Release of Medical Records Requests
Medical Records Dept. hours Monday – Friday 7:30 a.m. – 3:30 p.m.
To Request Your Own Record(s):
To request a copy of your medical record(s), radiology reports and images, or to send a copy to someone on your behalf please complete the online Authorization for Release of Health Information form.
Please be sure to fill out the patient data fields, to whom the records are to be released to (if it is for yourself write SELF), what records are to be released, initials for special requests, sign and date.
You must send or upload an ID that has your name and signature along with the release form.
To Request Records for a Patient (Attorney, Insurance Company)
To request a copy of a patient’s medical record, radiology reports and images, or an itemized bill please send in your request along with the Authorization for Release of Health Information form if required. The patient form must be filled out completely and it must contain the address where to send the records along with the patient signature and date.

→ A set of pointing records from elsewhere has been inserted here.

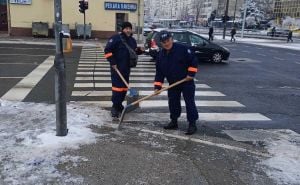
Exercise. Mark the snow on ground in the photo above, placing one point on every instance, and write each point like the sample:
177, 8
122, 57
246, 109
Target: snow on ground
266, 42
261, 42
30, 151
284, 165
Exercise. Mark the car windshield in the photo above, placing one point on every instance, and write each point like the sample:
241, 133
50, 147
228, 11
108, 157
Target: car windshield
196, 40
180, 37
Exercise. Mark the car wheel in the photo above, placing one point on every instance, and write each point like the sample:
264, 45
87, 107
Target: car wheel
217, 57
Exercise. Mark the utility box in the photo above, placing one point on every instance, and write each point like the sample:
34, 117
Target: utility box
80, 30
40, 29
64, 28
66, 42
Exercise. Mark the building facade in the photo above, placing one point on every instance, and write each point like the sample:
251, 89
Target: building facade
105, 16
283, 8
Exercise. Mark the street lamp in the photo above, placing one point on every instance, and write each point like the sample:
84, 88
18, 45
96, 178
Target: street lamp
244, 18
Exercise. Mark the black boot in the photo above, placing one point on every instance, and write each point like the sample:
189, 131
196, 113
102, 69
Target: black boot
172, 125
120, 108
114, 112
192, 128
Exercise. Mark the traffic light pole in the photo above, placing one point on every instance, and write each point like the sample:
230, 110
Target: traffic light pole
244, 18
60, 75
139, 20
226, 15
84, 26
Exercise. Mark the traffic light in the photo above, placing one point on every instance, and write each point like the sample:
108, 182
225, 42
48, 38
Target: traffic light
83, 5
225, 18
86, 4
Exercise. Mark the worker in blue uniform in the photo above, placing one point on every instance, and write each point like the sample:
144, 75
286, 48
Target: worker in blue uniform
117, 53
176, 62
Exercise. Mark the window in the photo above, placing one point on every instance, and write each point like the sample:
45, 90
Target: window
180, 37
196, 40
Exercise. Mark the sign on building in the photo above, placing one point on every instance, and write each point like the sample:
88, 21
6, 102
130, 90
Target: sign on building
20, 1
120, 6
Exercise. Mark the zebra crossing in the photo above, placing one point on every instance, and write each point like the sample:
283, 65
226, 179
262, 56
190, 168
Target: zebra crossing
93, 85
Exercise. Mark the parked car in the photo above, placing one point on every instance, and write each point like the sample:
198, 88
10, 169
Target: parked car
148, 40
279, 32
203, 48
146, 30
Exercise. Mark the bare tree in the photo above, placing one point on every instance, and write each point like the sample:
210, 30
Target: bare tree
197, 6
184, 13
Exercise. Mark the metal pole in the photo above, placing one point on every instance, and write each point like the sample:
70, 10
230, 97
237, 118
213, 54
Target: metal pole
60, 75
139, 19
225, 14
8, 18
234, 12
84, 26
244, 18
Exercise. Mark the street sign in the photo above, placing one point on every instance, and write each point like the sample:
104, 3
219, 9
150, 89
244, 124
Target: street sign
20, 1
120, 6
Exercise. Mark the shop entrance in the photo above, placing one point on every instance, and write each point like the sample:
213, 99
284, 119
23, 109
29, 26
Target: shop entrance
3, 16
120, 18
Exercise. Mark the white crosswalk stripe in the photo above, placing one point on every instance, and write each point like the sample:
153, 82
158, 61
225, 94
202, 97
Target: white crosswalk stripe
93, 82
141, 93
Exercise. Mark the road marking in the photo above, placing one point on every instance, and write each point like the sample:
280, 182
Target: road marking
109, 78
8, 77
261, 54
141, 93
24, 55
18, 63
210, 117
196, 140
164, 103
106, 78
87, 85
258, 134
108, 73
246, 51
108, 69
24, 87
278, 58
108, 65
91, 61
27, 48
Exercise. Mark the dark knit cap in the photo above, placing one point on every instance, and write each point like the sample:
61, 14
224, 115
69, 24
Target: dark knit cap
126, 25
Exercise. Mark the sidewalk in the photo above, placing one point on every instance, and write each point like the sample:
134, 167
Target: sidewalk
261, 42
5, 39
96, 152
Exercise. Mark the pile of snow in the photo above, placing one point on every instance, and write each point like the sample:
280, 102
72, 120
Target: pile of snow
30, 151
284, 165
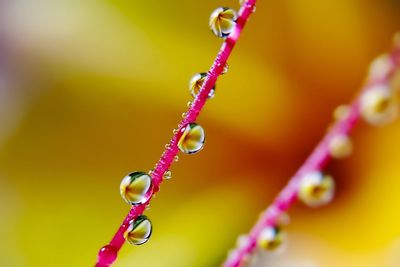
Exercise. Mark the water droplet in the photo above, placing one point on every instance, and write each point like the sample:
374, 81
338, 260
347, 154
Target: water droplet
242, 241
378, 106
270, 238
223, 21
225, 69
167, 175
136, 188
196, 82
316, 189
139, 231
192, 139
340, 146
381, 67
107, 255
341, 112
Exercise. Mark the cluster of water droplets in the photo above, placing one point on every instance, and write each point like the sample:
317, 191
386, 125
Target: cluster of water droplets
137, 188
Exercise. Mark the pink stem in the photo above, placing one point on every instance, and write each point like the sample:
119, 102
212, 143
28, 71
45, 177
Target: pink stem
318, 159
107, 255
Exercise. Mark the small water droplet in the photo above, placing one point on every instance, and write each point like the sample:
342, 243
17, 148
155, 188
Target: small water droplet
107, 255
225, 69
341, 112
340, 146
396, 40
196, 82
378, 105
192, 139
270, 238
316, 189
136, 188
139, 231
223, 21
167, 175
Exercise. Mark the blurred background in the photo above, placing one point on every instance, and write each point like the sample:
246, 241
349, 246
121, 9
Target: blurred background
91, 90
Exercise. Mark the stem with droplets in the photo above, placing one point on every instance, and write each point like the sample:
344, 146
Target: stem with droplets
317, 161
106, 259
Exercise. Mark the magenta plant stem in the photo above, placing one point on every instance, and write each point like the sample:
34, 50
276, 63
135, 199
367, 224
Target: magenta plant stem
104, 259
317, 161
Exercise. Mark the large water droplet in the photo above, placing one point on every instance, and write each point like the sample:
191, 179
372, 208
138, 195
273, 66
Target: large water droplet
223, 21
139, 231
192, 139
136, 188
107, 255
196, 82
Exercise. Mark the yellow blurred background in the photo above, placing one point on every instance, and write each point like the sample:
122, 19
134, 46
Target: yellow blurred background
91, 90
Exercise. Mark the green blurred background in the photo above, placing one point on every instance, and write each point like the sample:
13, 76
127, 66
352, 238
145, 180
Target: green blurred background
91, 90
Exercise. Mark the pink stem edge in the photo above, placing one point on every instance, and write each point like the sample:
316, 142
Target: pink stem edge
316, 161
108, 254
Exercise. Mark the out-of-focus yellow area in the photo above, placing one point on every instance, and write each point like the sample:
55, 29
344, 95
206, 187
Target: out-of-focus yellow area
91, 90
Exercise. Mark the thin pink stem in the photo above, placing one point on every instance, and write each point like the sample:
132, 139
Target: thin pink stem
317, 161
107, 256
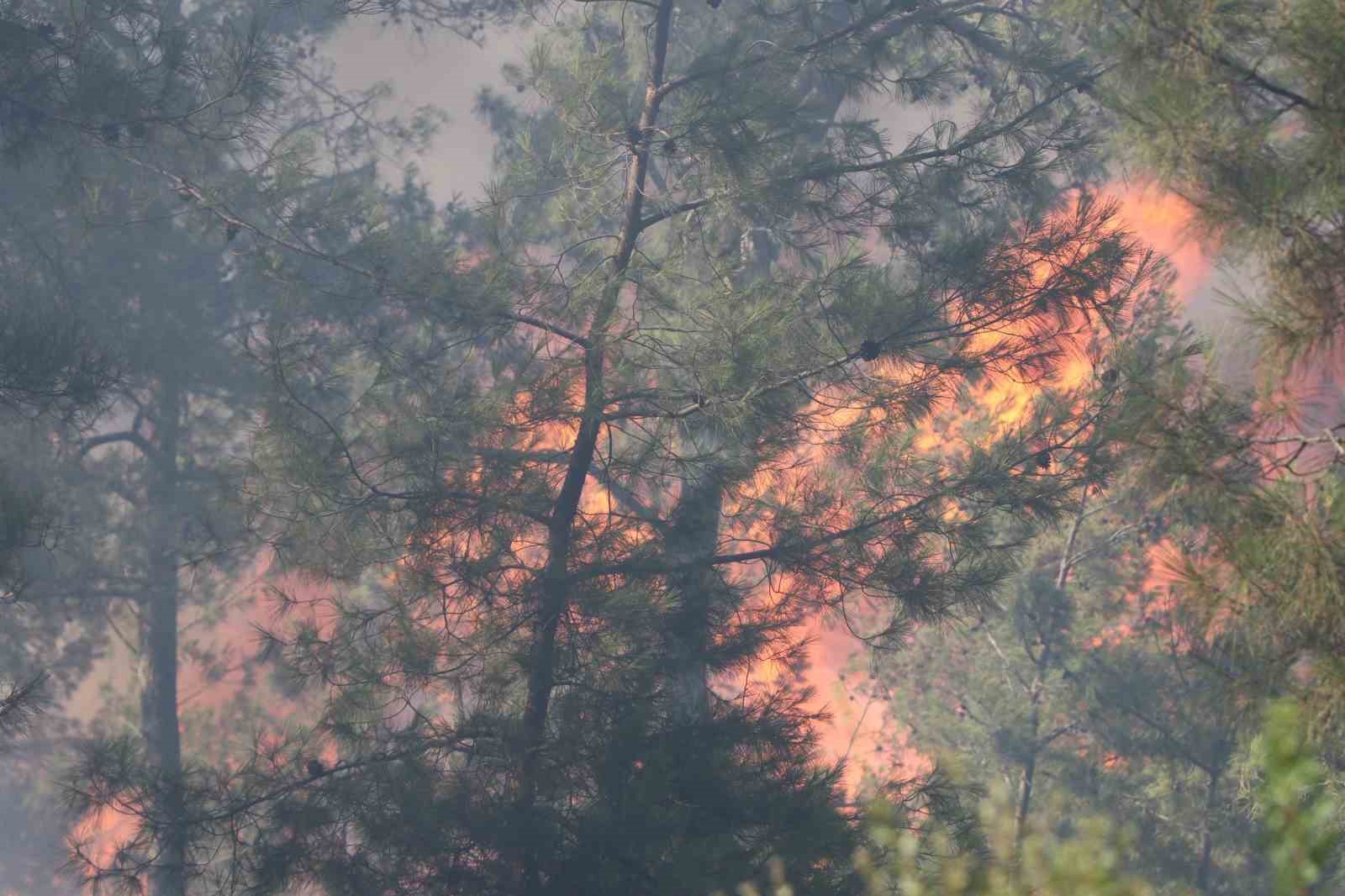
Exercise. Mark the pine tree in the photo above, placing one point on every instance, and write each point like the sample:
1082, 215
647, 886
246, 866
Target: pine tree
1237, 108
576, 497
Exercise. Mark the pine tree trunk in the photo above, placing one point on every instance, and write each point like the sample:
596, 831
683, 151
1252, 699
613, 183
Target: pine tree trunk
696, 535
1207, 835
159, 645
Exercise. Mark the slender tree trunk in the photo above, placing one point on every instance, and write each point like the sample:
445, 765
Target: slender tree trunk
1207, 835
555, 586
696, 532
159, 645
1026, 784
1029, 768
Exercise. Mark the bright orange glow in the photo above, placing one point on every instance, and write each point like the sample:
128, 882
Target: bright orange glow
104, 833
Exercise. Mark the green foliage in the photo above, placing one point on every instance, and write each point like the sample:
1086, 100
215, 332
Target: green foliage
1300, 840
1301, 818
1237, 107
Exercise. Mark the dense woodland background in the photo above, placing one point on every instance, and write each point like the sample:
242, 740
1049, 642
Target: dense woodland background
806, 365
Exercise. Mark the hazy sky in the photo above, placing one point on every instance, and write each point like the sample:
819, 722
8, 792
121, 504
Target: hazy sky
437, 69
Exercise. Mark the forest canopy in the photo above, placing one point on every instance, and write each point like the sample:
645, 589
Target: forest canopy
804, 470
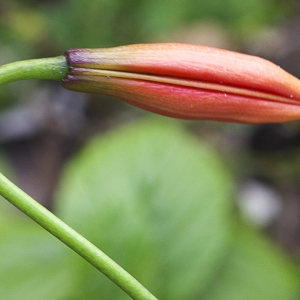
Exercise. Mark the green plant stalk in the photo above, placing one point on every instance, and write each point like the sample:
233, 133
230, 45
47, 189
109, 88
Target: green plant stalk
72, 239
56, 69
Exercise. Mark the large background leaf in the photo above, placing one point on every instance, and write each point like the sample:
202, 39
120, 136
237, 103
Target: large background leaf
159, 202
154, 199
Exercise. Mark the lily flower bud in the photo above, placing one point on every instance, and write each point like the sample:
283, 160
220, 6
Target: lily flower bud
188, 82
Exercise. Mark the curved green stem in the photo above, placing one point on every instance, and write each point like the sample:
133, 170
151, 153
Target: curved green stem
73, 240
54, 68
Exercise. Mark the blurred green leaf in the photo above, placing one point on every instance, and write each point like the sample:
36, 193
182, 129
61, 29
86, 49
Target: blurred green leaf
255, 269
32, 264
157, 201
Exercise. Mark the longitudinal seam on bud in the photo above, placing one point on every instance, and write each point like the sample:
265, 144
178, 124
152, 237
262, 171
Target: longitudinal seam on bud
183, 82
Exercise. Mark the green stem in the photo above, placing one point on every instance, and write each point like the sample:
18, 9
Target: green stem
54, 68
73, 240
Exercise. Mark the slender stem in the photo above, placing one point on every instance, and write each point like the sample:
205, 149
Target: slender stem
43, 68
73, 240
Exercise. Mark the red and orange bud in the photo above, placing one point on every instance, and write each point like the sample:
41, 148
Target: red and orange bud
188, 82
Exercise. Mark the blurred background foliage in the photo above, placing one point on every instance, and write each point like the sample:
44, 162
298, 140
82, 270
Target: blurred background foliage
195, 210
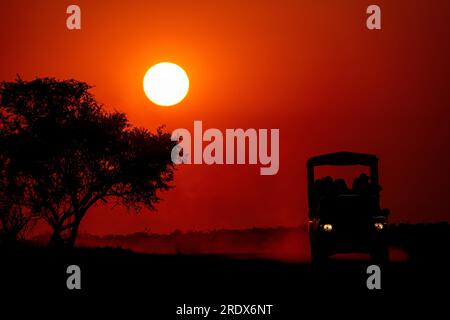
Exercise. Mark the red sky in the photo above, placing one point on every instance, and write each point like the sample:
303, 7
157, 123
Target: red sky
310, 68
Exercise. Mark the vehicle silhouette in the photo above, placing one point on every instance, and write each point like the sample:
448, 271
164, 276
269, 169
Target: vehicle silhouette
342, 219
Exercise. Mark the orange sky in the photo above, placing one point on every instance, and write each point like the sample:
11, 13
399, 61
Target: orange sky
310, 68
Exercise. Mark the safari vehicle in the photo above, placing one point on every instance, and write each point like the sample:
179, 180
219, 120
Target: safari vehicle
342, 219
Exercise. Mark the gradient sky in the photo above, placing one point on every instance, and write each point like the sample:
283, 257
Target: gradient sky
310, 68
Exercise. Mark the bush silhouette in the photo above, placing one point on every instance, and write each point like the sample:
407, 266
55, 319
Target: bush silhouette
61, 153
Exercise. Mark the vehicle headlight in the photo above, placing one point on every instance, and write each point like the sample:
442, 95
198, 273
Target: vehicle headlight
378, 226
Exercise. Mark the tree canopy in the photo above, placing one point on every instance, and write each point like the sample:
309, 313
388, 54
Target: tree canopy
61, 152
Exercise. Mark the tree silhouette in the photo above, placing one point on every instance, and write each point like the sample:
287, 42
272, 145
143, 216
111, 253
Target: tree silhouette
63, 153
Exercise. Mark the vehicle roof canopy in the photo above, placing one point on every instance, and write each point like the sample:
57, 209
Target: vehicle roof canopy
343, 158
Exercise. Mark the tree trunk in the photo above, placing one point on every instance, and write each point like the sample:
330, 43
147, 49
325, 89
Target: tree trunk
73, 233
56, 240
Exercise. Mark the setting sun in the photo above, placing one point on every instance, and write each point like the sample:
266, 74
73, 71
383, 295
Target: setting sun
166, 84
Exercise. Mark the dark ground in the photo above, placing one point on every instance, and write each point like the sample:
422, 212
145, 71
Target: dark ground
144, 285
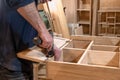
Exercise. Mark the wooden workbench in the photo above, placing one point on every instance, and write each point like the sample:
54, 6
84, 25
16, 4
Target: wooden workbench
36, 55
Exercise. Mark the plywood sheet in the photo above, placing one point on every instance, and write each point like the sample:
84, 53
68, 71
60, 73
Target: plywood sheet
69, 71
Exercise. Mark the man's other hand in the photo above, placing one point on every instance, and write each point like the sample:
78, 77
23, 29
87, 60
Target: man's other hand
43, 1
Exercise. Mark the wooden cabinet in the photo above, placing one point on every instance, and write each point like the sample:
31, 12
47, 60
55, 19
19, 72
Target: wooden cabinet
84, 14
109, 22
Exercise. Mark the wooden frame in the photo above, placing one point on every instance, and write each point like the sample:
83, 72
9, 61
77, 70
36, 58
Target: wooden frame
99, 60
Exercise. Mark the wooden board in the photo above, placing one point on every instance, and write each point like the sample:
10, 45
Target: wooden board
59, 19
92, 65
105, 48
36, 54
72, 55
72, 71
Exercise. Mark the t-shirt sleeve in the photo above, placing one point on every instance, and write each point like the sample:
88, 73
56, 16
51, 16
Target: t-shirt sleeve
18, 3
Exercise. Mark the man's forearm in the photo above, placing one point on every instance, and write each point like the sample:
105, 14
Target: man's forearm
30, 13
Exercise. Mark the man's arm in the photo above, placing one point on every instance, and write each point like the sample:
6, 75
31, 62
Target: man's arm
30, 13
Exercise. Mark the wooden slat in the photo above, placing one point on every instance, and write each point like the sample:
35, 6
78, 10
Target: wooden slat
60, 23
72, 55
82, 60
71, 71
105, 58
105, 48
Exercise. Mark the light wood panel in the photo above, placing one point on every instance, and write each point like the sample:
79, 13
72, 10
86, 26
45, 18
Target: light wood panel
59, 19
72, 55
70, 71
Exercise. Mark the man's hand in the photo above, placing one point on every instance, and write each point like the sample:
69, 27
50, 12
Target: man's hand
43, 1
47, 40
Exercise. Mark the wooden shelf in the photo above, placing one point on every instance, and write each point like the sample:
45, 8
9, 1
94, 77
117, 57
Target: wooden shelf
84, 14
84, 22
83, 9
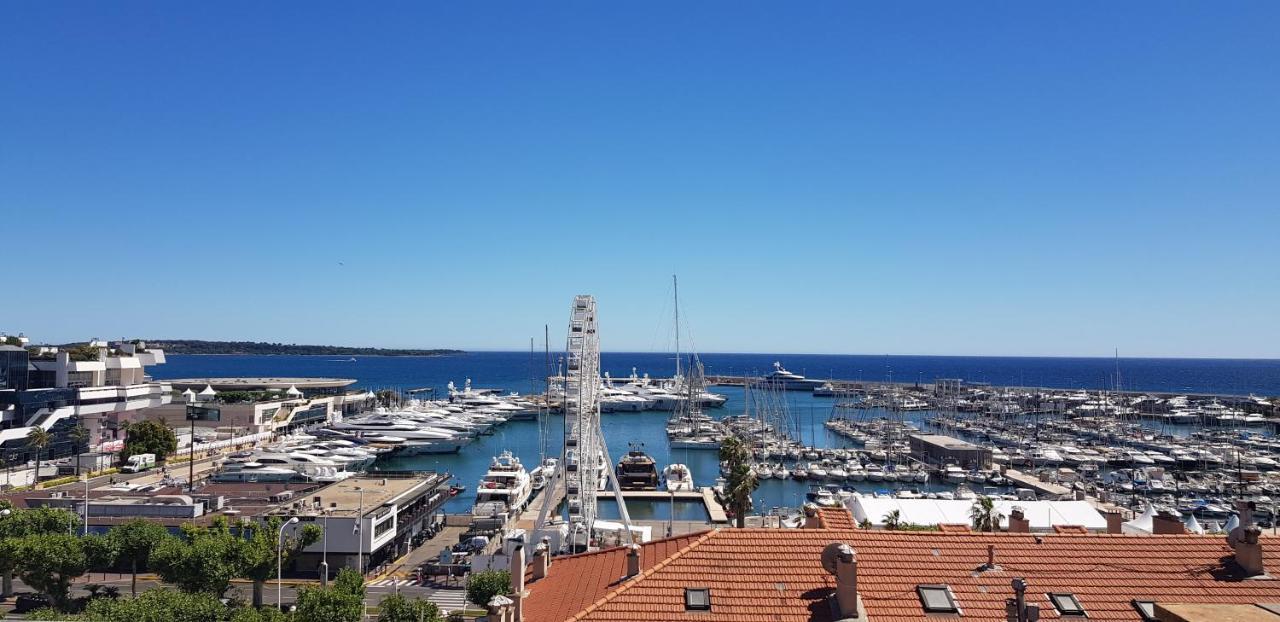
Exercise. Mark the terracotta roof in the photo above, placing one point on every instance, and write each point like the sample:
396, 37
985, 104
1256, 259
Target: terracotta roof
835, 518
574, 582
1070, 529
769, 574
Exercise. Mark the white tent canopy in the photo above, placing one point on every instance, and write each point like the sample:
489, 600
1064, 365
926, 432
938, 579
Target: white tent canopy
1043, 515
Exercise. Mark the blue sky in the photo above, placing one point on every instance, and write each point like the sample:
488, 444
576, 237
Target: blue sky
944, 178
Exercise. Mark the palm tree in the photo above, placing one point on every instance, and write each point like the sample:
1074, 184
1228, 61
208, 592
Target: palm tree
984, 515
894, 520
740, 479
39, 438
78, 434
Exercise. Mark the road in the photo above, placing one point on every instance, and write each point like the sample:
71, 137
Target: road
448, 598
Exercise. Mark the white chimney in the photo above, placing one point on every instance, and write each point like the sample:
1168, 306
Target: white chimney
542, 558
517, 582
846, 581
632, 559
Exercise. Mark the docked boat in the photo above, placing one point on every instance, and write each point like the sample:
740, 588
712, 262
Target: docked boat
504, 489
636, 471
677, 478
787, 380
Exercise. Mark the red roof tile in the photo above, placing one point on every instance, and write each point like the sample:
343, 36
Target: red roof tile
760, 574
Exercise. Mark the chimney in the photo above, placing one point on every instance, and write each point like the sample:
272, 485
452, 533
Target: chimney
1248, 549
810, 516
632, 559
542, 558
1166, 522
517, 582
1018, 522
846, 581
1114, 521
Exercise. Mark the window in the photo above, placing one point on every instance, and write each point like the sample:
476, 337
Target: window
1144, 608
1066, 604
937, 599
698, 599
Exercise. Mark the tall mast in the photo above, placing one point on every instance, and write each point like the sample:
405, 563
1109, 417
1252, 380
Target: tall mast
675, 287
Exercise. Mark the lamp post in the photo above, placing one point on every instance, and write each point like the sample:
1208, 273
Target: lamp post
324, 552
7, 588
279, 565
360, 536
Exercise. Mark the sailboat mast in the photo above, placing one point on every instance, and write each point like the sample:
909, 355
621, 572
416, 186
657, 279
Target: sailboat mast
675, 287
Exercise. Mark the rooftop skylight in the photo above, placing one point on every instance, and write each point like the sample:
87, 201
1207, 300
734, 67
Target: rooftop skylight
937, 599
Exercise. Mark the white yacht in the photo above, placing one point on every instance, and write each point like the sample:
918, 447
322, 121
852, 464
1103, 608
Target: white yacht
504, 489
677, 478
786, 380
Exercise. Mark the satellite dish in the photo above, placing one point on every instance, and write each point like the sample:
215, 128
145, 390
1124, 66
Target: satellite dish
831, 553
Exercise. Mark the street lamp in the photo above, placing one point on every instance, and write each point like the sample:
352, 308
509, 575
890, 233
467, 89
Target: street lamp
279, 565
324, 553
360, 536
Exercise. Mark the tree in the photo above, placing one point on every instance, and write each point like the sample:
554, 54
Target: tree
18, 525
342, 602
39, 439
259, 553
150, 437
135, 542
740, 479
156, 606
50, 562
984, 515
201, 559
485, 585
80, 437
894, 520
397, 608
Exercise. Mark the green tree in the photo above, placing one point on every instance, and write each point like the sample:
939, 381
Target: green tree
397, 608
740, 479
259, 552
201, 559
80, 437
39, 439
158, 606
50, 562
342, 602
894, 520
18, 525
135, 542
485, 585
984, 515
150, 437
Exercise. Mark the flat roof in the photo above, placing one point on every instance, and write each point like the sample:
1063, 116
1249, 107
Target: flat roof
344, 497
260, 383
946, 442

The release form is a PDF fillable form which can be filled out on a computer, smart phone, downloaded or printed.
Where to Send the Request Form:
You may return the form to the Medical Records Department by:
Fax: (570) 273-0989
Attention: Medical Records,
701 East 16th Street,
Berwick, PA 18603
If you do not have access to a computer, smart phone or fax you can mail the completed form along with your handwritten signature to the address listed above.
Upon receipt of your request an invoice will be sent to you. Please feel free to call (570) 759 5224 should you have any questions regarding your medical records.
Please allow 10 days for your request to be completed.